Christmas came and went, sadly and quietly. Lydia was glad when the holidays were over and she was back in school again. On her desk that first morning lay a tiny envelope, addressed to her. She opened it. In it was an invitation from Miss Towne to attend a reception she was tendering to the members of her Algebra and Geometry classes, freshmen and seniors.
For a moment Lydia was in heaven. It was her first formal invitation of any kind. Then she came rapidly to earth. She had nothing to wear! It was an evening party and she had no way to go or come. She put the precious card in her blouse pocket and soberly opened her Civil Government.
At recess, she sat alone as she was rather prone to do, in the window of the cloak room, when she heard a group of girls chattering.
“Who wants to go to grouchy old Towne’s reception when you can go to a dance? I’ve got two bids to the Phi Pi’s party,” said a fourteen-year-old miss.
“Oh, we’ll have to go or she’ll flunk us in Algebra,” said another girl. “I’ll wear my pink silk organdy. What’ll you wear?”
“My red silk. Maybe she’ll let us dance. I suppose Charlie and Kent’ll both want to take me.”
“Terrible thing to be popular! Hasn’t Kent the sweetest eyes! Do you know what he said to me the other night at the Evans’ party?”
The girls drifted out of the cloak room. Lydia sat rigid. Pink organdy! Red silk! Kent’s “sweetest eyes”! Then she looked down at the inevitable sailor suit, and at her patched and broken shoes. So far she had had few pangs about her clothes. But now for the first time she realized that for some reason, she was an alien, different from the other girls—and the realization made her heart ache.
The bell rang and she went to her recitation. It was in Civil Government. Lydia sat down dejectedly next to Charlie Jackson, the splendid, swarthy Indian boy of sixteen.
“Did you learn the preamble?” he whispered to Lydia.
She nodded.
“He didn’t say we had to,” Charlie went on, “but I like the sound of it, so I did.”
The rest of the class filed in, thirty youngsters of fourteen or fifteen, the boys surreptitiously shoving and kicking each other, the girls giggling and rearranging their hair. Mr. James rapped on his desk, and called on young Hansen.
“Can you give the preamble to the Constitution?” he asked, cheerfully.

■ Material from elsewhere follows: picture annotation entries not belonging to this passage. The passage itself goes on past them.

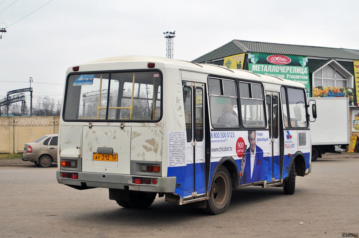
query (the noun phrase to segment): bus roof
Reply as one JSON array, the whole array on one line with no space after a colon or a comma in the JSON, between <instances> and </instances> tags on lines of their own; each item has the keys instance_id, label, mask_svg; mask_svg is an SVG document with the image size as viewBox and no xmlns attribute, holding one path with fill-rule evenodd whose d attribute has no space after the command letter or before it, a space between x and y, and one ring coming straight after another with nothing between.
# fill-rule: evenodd
<instances>
[{"instance_id":1,"label":"bus roof","mask_svg":"<svg viewBox=\"0 0 359 238\"><path fill-rule=\"evenodd\" d=\"M100 59L76 66L79 66L79 72L144 69L148 68L147 64L150 62L155 63L155 68L180 70L206 73L213 76L220 76L305 88L304 86L302 84L294 81L269 75L259 75L247 70L228 69L225 66L216 65L200 64L157 56L113 56ZM124 64L124 63L126 63ZM70 67L68 69L67 73L73 72L72 67Z\"/></svg>"}]
</instances>

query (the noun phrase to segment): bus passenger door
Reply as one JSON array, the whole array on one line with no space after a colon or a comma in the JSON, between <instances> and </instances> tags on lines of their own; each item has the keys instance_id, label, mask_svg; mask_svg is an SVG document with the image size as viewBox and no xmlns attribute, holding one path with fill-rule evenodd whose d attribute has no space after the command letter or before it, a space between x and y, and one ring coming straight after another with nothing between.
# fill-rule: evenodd
<instances>
[{"instance_id":1,"label":"bus passenger door","mask_svg":"<svg viewBox=\"0 0 359 238\"><path fill-rule=\"evenodd\" d=\"M268 128L270 144L270 158L267 182L274 182L280 180L280 173L279 93L266 92L266 104L268 112Z\"/></svg>"},{"instance_id":2,"label":"bus passenger door","mask_svg":"<svg viewBox=\"0 0 359 238\"><path fill-rule=\"evenodd\" d=\"M187 138L184 197L192 199L205 193L204 85L182 83Z\"/></svg>"}]
</instances>

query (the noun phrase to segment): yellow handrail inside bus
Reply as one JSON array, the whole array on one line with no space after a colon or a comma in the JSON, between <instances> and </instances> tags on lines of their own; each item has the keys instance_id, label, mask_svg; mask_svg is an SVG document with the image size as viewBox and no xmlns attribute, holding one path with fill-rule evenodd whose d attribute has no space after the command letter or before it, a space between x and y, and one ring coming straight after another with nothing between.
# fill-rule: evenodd
<instances>
[{"instance_id":1,"label":"yellow handrail inside bus","mask_svg":"<svg viewBox=\"0 0 359 238\"><path fill-rule=\"evenodd\" d=\"M100 110L107 109L107 107L101 106L101 90L102 86L102 75L100 77L100 92L98 95L98 106L97 107L97 119L100 119ZM134 107L134 94L135 90L135 73L134 73L133 78L132 80L132 96L131 97L131 105L130 106L113 106L109 107L108 109L129 109L131 110L130 114L130 119L132 119L132 111Z\"/></svg>"},{"instance_id":2,"label":"yellow handrail inside bus","mask_svg":"<svg viewBox=\"0 0 359 238\"><path fill-rule=\"evenodd\" d=\"M156 100L155 98L155 94L156 92L156 86L155 85L155 77L153 77L153 93L152 94L152 120L155 119L155 110L156 108Z\"/></svg>"},{"instance_id":3,"label":"yellow handrail inside bus","mask_svg":"<svg viewBox=\"0 0 359 238\"><path fill-rule=\"evenodd\" d=\"M100 76L100 91L98 93L98 106L97 107L97 119L100 119L100 106L101 106L101 90L102 87L102 75Z\"/></svg>"},{"instance_id":4,"label":"yellow handrail inside bus","mask_svg":"<svg viewBox=\"0 0 359 238\"><path fill-rule=\"evenodd\" d=\"M132 119L132 112L134 106L134 94L135 93L135 73L134 73L133 78L132 80L132 96L131 96L131 111L130 113L130 120Z\"/></svg>"}]
</instances>

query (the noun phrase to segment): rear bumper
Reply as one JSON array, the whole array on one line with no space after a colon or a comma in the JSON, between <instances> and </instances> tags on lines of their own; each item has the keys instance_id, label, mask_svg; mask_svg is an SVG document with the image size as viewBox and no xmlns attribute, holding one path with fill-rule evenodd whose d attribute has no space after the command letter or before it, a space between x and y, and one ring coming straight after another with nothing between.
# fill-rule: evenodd
<instances>
[{"instance_id":1,"label":"rear bumper","mask_svg":"<svg viewBox=\"0 0 359 238\"><path fill-rule=\"evenodd\" d=\"M27 153L26 154L24 153L23 154L22 160L24 161L32 161L38 163L39 157L41 155L41 154L38 153Z\"/></svg>"},{"instance_id":2,"label":"rear bumper","mask_svg":"<svg viewBox=\"0 0 359 238\"><path fill-rule=\"evenodd\" d=\"M63 177L62 173L75 173L78 174L78 179ZM176 186L176 177L161 177L153 176L139 176L131 175L89 172L57 170L56 177L59 184L86 187L103 187L124 189L149 192L173 192ZM155 184L137 184L133 183L135 178L156 179Z\"/></svg>"}]
</instances>

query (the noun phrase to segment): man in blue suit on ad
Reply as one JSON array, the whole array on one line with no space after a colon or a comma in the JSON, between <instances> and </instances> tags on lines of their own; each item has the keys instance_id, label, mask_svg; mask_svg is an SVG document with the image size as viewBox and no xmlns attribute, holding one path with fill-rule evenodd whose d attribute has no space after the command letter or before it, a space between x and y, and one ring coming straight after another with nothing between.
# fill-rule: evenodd
<instances>
[{"instance_id":1,"label":"man in blue suit on ad","mask_svg":"<svg viewBox=\"0 0 359 238\"><path fill-rule=\"evenodd\" d=\"M241 184L263 180L263 151L256 144L255 130L248 132L248 141L250 147L241 163L241 166L244 166Z\"/></svg>"}]
</instances>

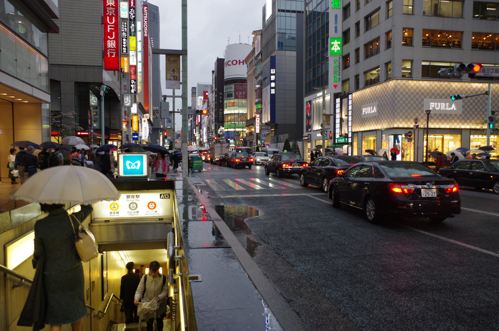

The boy’s jaw dropped. “You never told us to learn it,” he said.
“No, I merely suggested that as Americans, you ought to learn it. I talked to you during most of yesterday’s period about it. I wondered if you were old enough to take suggestions and not be driven through your books. Miss Olson?”
Miss Olson, whose hair was done in the latest mode, tossed her head pertly.
“I was too busy to learn anything extra.”
Mr. James’ eyebrows went up. “A dance last night, I suppose.” He continued with his query half way round the class, then paused with a sigh. “Has any one in the class learned it?”